Not sure if this helps or not.

ptrblck · October 15, 2020, 5:27pm

I can’t remember seeing a similar issue pointing to this line of code, so would need to reproduce it in order to debug it properly.

Are you trying to use the cudnn RNN in eval() mode during training?
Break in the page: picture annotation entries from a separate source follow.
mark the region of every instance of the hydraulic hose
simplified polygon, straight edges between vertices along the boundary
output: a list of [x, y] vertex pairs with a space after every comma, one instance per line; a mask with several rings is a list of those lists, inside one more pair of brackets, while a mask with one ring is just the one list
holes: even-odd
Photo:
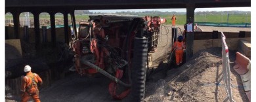
[[90, 67], [91, 67], [93, 69], [96, 69], [98, 72], [102, 73], [103, 75], [104, 75], [106, 77], [110, 78], [111, 80], [115, 81], [116, 83], [119, 83], [120, 84], [125, 86], [125, 87], [131, 87], [131, 84], [125, 84], [125, 83], [123, 82], [122, 81], [119, 80], [117, 78], [112, 76], [112, 75], [110, 75], [108, 72], [104, 71], [103, 69], [102, 69], [101, 68], [100, 68], [97, 65], [95, 65], [93, 63], [91, 63], [91, 62], [89, 62], [88, 61], [84, 61], [84, 60], [81, 60], [81, 61], [82, 61], [83, 63], [89, 66]]

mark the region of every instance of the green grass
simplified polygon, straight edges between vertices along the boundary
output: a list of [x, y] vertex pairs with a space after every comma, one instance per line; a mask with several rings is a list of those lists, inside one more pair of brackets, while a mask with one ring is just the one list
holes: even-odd
[[[33, 15], [30, 15], [30, 18], [33, 18]], [[167, 22], [167, 24], [171, 24], [171, 16], [172, 15], [163, 15], [160, 17], [165, 18]], [[177, 25], [184, 25], [186, 22], [186, 14], [182, 15], [175, 15], [176, 16], [176, 24]], [[24, 17], [23, 16], [20, 16]], [[41, 15], [39, 16], [40, 19], [50, 19], [50, 15]], [[70, 16], [68, 16], [68, 19], [70, 20]], [[55, 15], [56, 19], [63, 19], [63, 15]], [[5, 20], [12, 19], [12, 16], [10, 14], [5, 15]], [[88, 15], [75, 15], [75, 20], [88, 20]], [[228, 16], [226, 14], [206, 14], [206, 18], [205, 18], [204, 14], [195, 15], [194, 22], [213, 22], [213, 23], [226, 23], [228, 19]], [[251, 23], [251, 15], [248, 14], [229, 14], [228, 23], [230, 24], [241, 24], [241, 23]]]

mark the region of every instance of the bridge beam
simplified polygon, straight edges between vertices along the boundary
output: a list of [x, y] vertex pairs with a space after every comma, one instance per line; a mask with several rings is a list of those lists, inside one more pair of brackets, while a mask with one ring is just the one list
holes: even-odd
[[188, 61], [193, 56], [193, 45], [194, 45], [194, 18], [195, 5], [188, 4], [186, 5], [186, 24], [192, 24], [192, 31], [186, 33], [186, 60]]

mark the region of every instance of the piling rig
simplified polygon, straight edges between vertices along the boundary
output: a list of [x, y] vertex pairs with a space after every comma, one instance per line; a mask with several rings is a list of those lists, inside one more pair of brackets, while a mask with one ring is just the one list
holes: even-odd
[[[121, 99], [131, 92], [133, 101], [144, 99], [148, 53], [156, 52], [160, 24], [158, 16], [89, 16], [79, 24], [72, 46], [74, 61], [81, 75], [100, 73], [110, 78], [108, 91]], [[152, 57], [152, 56], [150, 56]], [[117, 87], [125, 88], [117, 94]]]

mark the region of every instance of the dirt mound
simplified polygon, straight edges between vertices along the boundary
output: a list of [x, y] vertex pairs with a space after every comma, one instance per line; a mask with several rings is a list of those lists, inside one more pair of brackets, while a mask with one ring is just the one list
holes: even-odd
[[[234, 52], [230, 52], [230, 56]], [[201, 50], [181, 67], [167, 71], [164, 79], [148, 83], [146, 89], [150, 90], [146, 90], [144, 101], [223, 101], [227, 96], [224, 83], [216, 82], [222, 71], [221, 64], [221, 48]], [[230, 76], [233, 99], [246, 101], [239, 76], [235, 73]]]

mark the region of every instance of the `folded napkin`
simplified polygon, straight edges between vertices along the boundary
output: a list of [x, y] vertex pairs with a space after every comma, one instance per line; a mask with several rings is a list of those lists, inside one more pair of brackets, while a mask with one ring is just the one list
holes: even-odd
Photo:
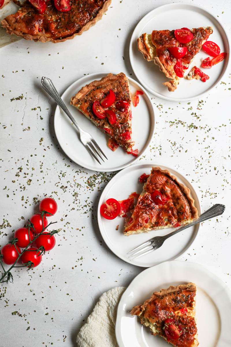
[[115, 332], [117, 306], [125, 289], [116, 287], [101, 295], [77, 335], [77, 347], [118, 347]]

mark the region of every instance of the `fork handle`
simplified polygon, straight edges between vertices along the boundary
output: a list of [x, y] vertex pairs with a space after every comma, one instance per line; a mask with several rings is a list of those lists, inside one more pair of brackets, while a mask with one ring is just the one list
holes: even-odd
[[202, 214], [201, 214], [198, 218], [196, 218], [196, 219], [195, 219], [192, 222], [191, 222], [191, 223], [189, 223], [188, 224], [186, 224], [186, 225], [184, 225], [183, 227], [181, 227], [181, 228], [179, 228], [179, 229], [177, 229], [177, 230], [172, 231], [172, 232], [170, 232], [170, 234], [168, 234], [167, 235], [166, 235], [163, 237], [165, 238], [165, 239], [166, 239], [168, 238], [169, 237], [170, 237], [170, 236], [172, 236], [173, 235], [177, 234], [178, 232], [179, 232], [180, 231], [181, 231], [183, 230], [186, 229], [187, 228], [189, 228], [190, 227], [192, 227], [195, 224], [197, 224], [198, 223], [201, 223], [202, 222], [204, 222], [205, 220], [207, 220], [207, 219], [210, 219], [210, 218], [213, 218], [213, 217], [216, 217], [217, 216], [219, 216], [220, 214], [222, 214], [225, 209], [225, 206], [224, 205], [222, 205], [221, 204], [216, 204], [210, 208], [210, 209], [207, 210], [207, 211], [204, 212]]
[[54, 99], [56, 103], [63, 110], [65, 113], [68, 116], [71, 121], [74, 124], [79, 132], [81, 129], [79, 126], [76, 122], [68, 110], [63, 102], [59, 94], [57, 92], [55, 87], [53, 84], [50, 78], [47, 77], [43, 77], [41, 80], [42, 86], [44, 89], [48, 93], [49, 95]]

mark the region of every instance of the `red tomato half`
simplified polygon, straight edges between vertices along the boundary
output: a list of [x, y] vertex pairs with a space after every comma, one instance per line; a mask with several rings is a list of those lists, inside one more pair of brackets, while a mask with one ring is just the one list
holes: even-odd
[[165, 322], [165, 332], [168, 339], [177, 340], [183, 333], [180, 326], [175, 319], [168, 318]]
[[54, 6], [61, 12], [66, 12], [71, 9], [69, 0], [54, 0]]
[[100, 119], [103, 119], [106, 118], [107, 115], [105, 110], [100, 106], [98, 101], [95, 101], [92, 105], [92, 110], [93, 113]]
[[29, 1], [41, 15], [44, 13], [46, 7], [46, 4], [44, 0], [29, 0]]
[[111, 125], [114, 124], [116, 121], [116, 115], [114, 111], [112, 110], [107, 110], [106, 111], [106, 114], [108, 121]]
[[[42, 255], [38, 254], [40, 251], [38, 251], [37, 248], [32, 247], [26, 251], [21, 257], [21, 260], [23, 264], [26, 264], [28, 261], [31, 261], [33, 264], [32, 267], [35, 268], [39, 265], [42, 261]], [[29, 266], [28, 266], [29, 267]]]
[[100, 101], [100, 104], [103, 107], [110, 107], [115, 102], [115, 95], [112, 89], [109, 91], [109, 93]]
[[21, 248], [25, 248], [28, 246], [30, 241], [34, 240], [34, 234], [31, 230], [29, 231], [30, 236], [29, 237], [29, 231], [26, 228], [20, 228], [15, 231], [15, 237], [17, 237], [18, 241], [17, 245]]
[[203, 46], [205, 53], [212, 57], [216, 57], [220, 54], [221, 50], [220, 47], [212, 41], [206, 41]]
[[43, 246], [45, 251], [47, 251], [54, 248], [56, 242], [55, 238], [54, 235], [51, 236], [47, 232], [43, 232], [35, 240], [35, 244], [38, 248]]
[[100, 208], [101, 215], [106, 219], [114, 219], [118, 215], [120, 211], [120, 205], [115, 199], [108, 199]]
[[[57, 212], [58, 209], [58, 205], [56, 201], [51, 197], [46, 197], [43, 199], [39, 204], [39, 210], [40, 212], [43, 211], [46, 211], [48, 213], [54, 214]], [[47, 214], [47, 217], [48, 217], [50, 215]]]
[[172, 56], [178, 59], [184, 57], [188, 49], [186, 47], [170, 47], [168, 50]]
[[[47, 227], [48, 225], [48, 222], [45, 215], [43, 216], [43, 226], [44, 228]], [[30, 222], [34, 225], [34, 227], [35, 231], [34, 229], [31, 228], [31, 231], [33, 232], [36, 232], [39, 234], [43, 231], [43, 220], [42, 219], [42, 216], [41, 214], [34, 214], [30, 218]]]
[[192, 41], [194, 37], [193, 34], [188, 29], [177, 29], [175, 31], [176, 38], [181, 43], [187, 43]]
[[16, 245], [8, 243], [4, 246], [1, 250], [1, 254], [3, 255], [2, 260], [6, 264], [9, 265], [14, 264], [18, 259], [18, 253], [20, 254], [21, 250]]

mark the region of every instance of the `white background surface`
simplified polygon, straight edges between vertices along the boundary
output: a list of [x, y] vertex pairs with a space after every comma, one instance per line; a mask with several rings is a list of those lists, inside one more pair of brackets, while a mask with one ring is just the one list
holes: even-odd
[[[56, 44], [22, 40], [0, 50], [0, 243], [5, 244], [14, 230], [38, 211], [34, 202], [46, 194], [57, 201], [53, 219], [60, 229], [56, 246], [42, 264], [27, 272], [17, 269], [4, 297], [1, 288], [1, 347], [75, 346], [100, 295], [127, 286], [142, 270], [118, 258], [102, 242], [96, 211], [106, 183], [102, 175], [79, 167], [60, 149], [54, 131], [55, 105], [40, 83], [42, 76], [50, 77], [62, 93], [84, 74], [111, 70], [135, 78], [128, 52], [132, 32], [148, 12], [171, 1], [121, 1], [113, 0], [103, 19], [73, 40]], [[210, 0], [204, 6], [230, 33], [230, 1]], [[179, 259], [203, 264], [230, 288], [229, 73], [202, 102], [174, 103], [150, 95], [157, 124], [142, 160], [156, 156], [179, 169], [197, 189], [202, 211], [216, 203], [226, 205], [222, 217], [203, 224]], [[22, 93], [22, 100], [11, 102]], [[88, 181], [95, 175], [92, 189]], [[21, 315], [11, 314], [16, 311]]]

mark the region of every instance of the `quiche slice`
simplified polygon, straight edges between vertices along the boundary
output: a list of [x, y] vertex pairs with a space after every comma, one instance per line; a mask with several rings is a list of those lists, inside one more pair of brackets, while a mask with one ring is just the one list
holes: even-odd
[[[110, 98], [111, 94], [110, 105], [107, 107], [102, 101], [106, 97]], [[112, 150], [119, 145], [128, 154], [138, 155], [138, 150], [132, 148], [135, 143], [132, 139], [131, 95], [128, 81], [124, 74], [109, 74], [100, 81], [91, 82], [71, 98], [71, 104], [110, 136], [108, 145]], [[94, 109], [96, 105], [97, 113], [97, 110], [99, 112], [98, 116]]]
[[112, 0], [70, 0], [71, 9], [60, 12], [50, 1], [40, 14], [28, 1], [1, 24], [9, 34], [27, 40], [54, 43], [73, 39], [94, 25], [106, 12]]
[[125, 235], [187, 224], [198, 217], [190, 191], [168, 170], [153, 167], [132, 217], [125, 221]]
[[[171, 79], [163, 83], [168, 87], [170, 92], [176, 90], [180, 78], [183, 77], [184, 70], [188, 68], [195, 56], [212, 33], [213, 29], [210, 26], [192, 29], [189, 32], [192, 37], [193, 34], [193, 39], [186, 43], [177, 41], [175, 32], [153, 30], [151, 34], [142, 34], [137, 40], [138, 49], [143, 53], [144, 59], [148, 61], [154, 61], [166, 77]], [[170, 51], [169, 49], [172, 47], [186, 47], [187, 53], [184, 56], [177, 59]], [[178, 61], [180, 60], [181, 62]], [[182, 66], [182, 77], [179, 77], [175, 71], [176, 64], [180, 63]]]
[[196, 290], [196, 285], [191, 282], [171, 286], [154, 292], [143, 305], [134, 307], [131, 313], [139, 317], [152, 334], [162, 337], [175, 347], [197, 347]]

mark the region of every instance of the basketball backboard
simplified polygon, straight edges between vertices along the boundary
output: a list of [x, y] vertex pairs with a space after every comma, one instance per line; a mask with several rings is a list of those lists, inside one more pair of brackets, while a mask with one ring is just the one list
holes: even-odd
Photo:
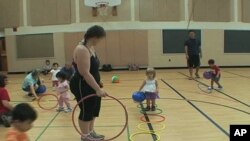
[[121, 0], [84, 0], [84, 4], [89, 7], [100, 7], [103, 4], [113, 7], [121, 5]]

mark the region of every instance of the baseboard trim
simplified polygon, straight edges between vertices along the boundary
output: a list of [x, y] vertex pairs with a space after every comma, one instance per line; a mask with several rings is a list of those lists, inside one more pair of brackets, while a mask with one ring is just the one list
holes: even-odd
[[[208, 66], [201, 66], [200, 68], [209, 68]], [[220, 68], [250, 68], [250, 66], [220, 66]], [[145, 70], [147, 67], [141, 67], [140, 70]], [[155, 67], [157, 70], [163, 70], [163, 69], [187, 69], [187, 67]], [[128, 68], [120, 67], [120, 68], [113, 68], [113, 71], [124, 71], [128, 70]], [[102, 70], [100, 70], [102, 71]], [[104, 72], [104, 71], [102, 71]], [[8, 74], [27, 74], [27, 72], [8, 72]]]

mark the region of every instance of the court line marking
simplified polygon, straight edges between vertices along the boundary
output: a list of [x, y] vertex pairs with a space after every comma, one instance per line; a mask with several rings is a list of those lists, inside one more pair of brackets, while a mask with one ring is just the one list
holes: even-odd
[[143, 106], [143, 104], [140, 103], [140, 105], [141, 105], [141, 110], [143, 111], [143, 115], [144, 115], [144, 117], [145, 117], [145, 120], [147, 121], [148, 129], [149, 129], [150, 131], [153, 131], [153, 132], [150, 133], [150, 134], [151, 134], [153, 140], [154, 140], [154, 141], [157, 141], [158, 138], [157, 138], [157, 136], [156, 136], [155, 134], [153, 134], [153, 133], [154, 133], [154, 128], [153, 128], [153, 126], [152, 126], [152, 123], [151, 123], [150, 120], [149, 120], [148, 114], [144, 111], [144, 106]]
[[47, 124], [47, 126], [43, 129], [43, 131], [38, 135], [35, 141], [38, 141], [41, 136], [45, 133], [45, 131], [49, 128], [49, 126], [52, 124], [52, 122], [56, 119], [56, 117], [60, 114], [60, 112], [56, 113], [54, 117], [50, 120], [50, 122]]
[[[184, 74], [184, 73], [182, 73], [182, 72], [179, 72], [179, 74], [188, 77], [186, 74]], [[208, 87], [207, 84], [205, 84], [205, 83], [203, 83], [203, 82], [201, 82], [201, 81], [199, 81], [199, 80], [197, 80], [197, 79], [194, 79], [194, 81], [196, 81], [196, 82], [198, 82], [198, 83], [200, 83], [200, 84], [202, 84], [202, 85]], [[224, 92], [222, 92], [222, 91], [219, 91], [219, 90], [216, 90], [216, 89], [214, 89], [214, 90], [217, 91], [217, 92], [219, 92], [219, 93], [221, 93], [221, 94], [223, 94], [223, 95], [225, 95], [225, 96], [227, 96], [227, 97], [229, 97], [229, 98], [231, 98], [231, 99], [233, 99], [233, 100], [235, 100], [235, 101], [237, 101], [237, 102], [239, 102], [239, 103], [241, 103], [241, 104], [243, 104], [243, 105], [245, 105], [245, 106], [247, 106], [248, 108], [250, 108], [250, 105], [246, 104], [245, 102], [243, 102], [243, 101], [241, 101], [241, 100], [239, 100], [239, 99], [237, 99], [237, 98], [235, 98], [235, 97], [232, 97], [232, 96], [230, 96], [229, 94], [226, 94], [226, 93], [224, 93]]]
[[211, 117], [209, 117], [205, 112], [203, 112], [200, 108], [198, 108], [195, 104], [193, 104], [191, 101], [189, 101], [185, 96], [183, 96], [179, 91], [177, 91], [174, 87], [172, 87], [170, 84], [168, 84], [166, 81], [161, 79], [163, 83], [166, 84], [169, 88], [171, 88], [176, 94], [178, 94], [180, 97], [183, 98], [188, 104], [190, 104], [193, 108], [195, 108], [199, 113], [201, 113], [206, 119], [208, 119], [213, 125], [215, 125], [220, 131], [222, 131], [225, 135], [229, 137], [229, 133], [224, 130], [218, 123], [216, 123]]
[[229, 73], [229, 74], [233, 74], [233, 75], [236, 75], [236, 76], [240, 76], [240, 77], [244, 77], [244, 78], [250, 79], [249, 76], [244, 76], [244, 75], [237, 74], [237, 73], [234, 73], [234, 72], [230, 72], [230, 71], [223, 71], [223, 72], [226, 72], [226, 73]]
[[[181, 98], [162, 98], [162, 97], [161, 97], [161, 99], [182, 100], [182, 101], [184, 100], [184, 101], [185, 101], [185, 99], [181, 99]], [[159, 100], [160, 100], [160, 99], [159, 99]], [[241, 110], [241, 109], [238, 109], [238, 108], [235, 108], [235, 107], [223, 105], [223, 104], [213, 103], [213, 102], [209, 102], [209, 101], [194, 100], [194, 99], [186, 99], [186, 100], [187, 100], [187, 101], [198, 102], [198, 103], [205, 103], [205, 104], [211, 104], [211, 105], [226, 107], [226, 108], [233, 109], [233, 110], [242, 112], [242, 113], [244, 113], [244, 114], [250, 115], [250, 113], [247, 112], [247, 111], [244, 111], [244, 110]]]
[[[123, 127], [124, 125], [103, 125], [103, 126], [95, 126], [95, 127], [98, 127], [98, 128], [105, 128], [105, 127]], [[44, 128], [44, 127], [47, 127], [47, 126], [34, 126], [33, 128]], [[70, 127], [74, 127], [73, 125], [64, 125], [64, 126], [61, 126], [61, 125], [54, 125], [54, 126], [49, 126], [49, 128], [70, 128]]]

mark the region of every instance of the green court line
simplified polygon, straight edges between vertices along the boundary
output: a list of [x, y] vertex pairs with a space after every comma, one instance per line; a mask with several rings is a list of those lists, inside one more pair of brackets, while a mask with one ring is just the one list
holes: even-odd
[[56, 113], [55, 116], [50, 120], [47, 126], [43, 129], [43, 131], [38, 135], [35, 141], [38, 141], [41, 136], [45, 133], [45, 131], [49, 128], [50, 124], [56, 119], [56, 117], [60, 114], [60, 112]]

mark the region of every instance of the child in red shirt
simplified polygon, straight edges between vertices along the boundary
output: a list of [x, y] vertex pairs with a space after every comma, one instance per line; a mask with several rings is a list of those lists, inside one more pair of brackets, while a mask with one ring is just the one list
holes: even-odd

Also, are you using the latest PyTorch version?

jafioti · October 15, 2020, 8:44pm

@ptrblck I am using the nn.GRU modules in multiple places throughout the model, and using it in both training and eval modes. I am packing the input before I pass it through, and unpacking after. I am using PyTorch 1.6.0, Cuda 10.1 on Windows.